King found himself deeply inspired by their expression of faith and their devotion to community. “They made a point of hearing everyone’s voice. It was very communal and egalitarian.” King felt this sense of community was a great example for society at large. The documentary seeks to inspire people to be more active in and around their communities. “It is a challenge to Christians and everyone living in urban centers to evaluate what it really means to love your neighbor.”
Response to Our House has shown people are stepping up to this challenge. “We have heard from a lot of people that were inspired by the film to help others in a similar way. It’s kind of ideal for me. I don’t expect the film to turn over the shelter system. But I hope it starts a dialogue about homelessness and inspires people to be active and helpful in their community.”

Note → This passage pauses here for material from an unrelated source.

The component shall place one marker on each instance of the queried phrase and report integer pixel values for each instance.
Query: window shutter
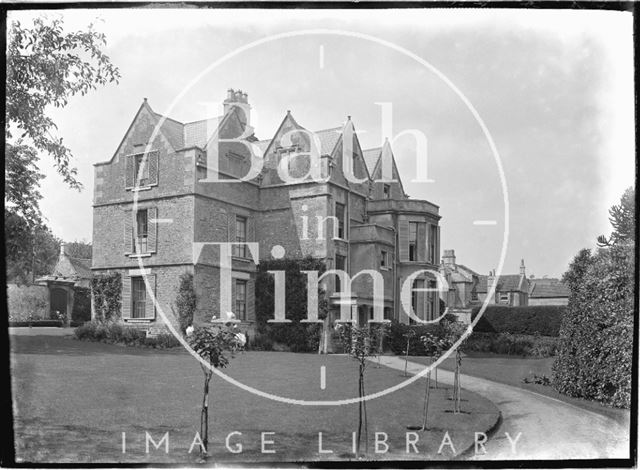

St. Andrews wanted to bring Our House, and its challenge, to the Lowcountry community. “St. Andrews has done screenings in the past and learned about the release of the DVD and wanted to bring us down for a screening.” Although Christianity plays an important role in the narrative of Our House, the documentary is focused on community, not just religion. Augmenting this feeling of community, the screening will be open to the public. “I am a believer, but my partner (co-producer David Teague) is not. As a Christian, I’m interested to see who is interested in the film and the issues, but I don’t want it to be just a Christian conversation. I want all kinds of folks to be there.”
The community screening will take place at 7 p.m. at the St. Andrews Church in Mt. Pleasant.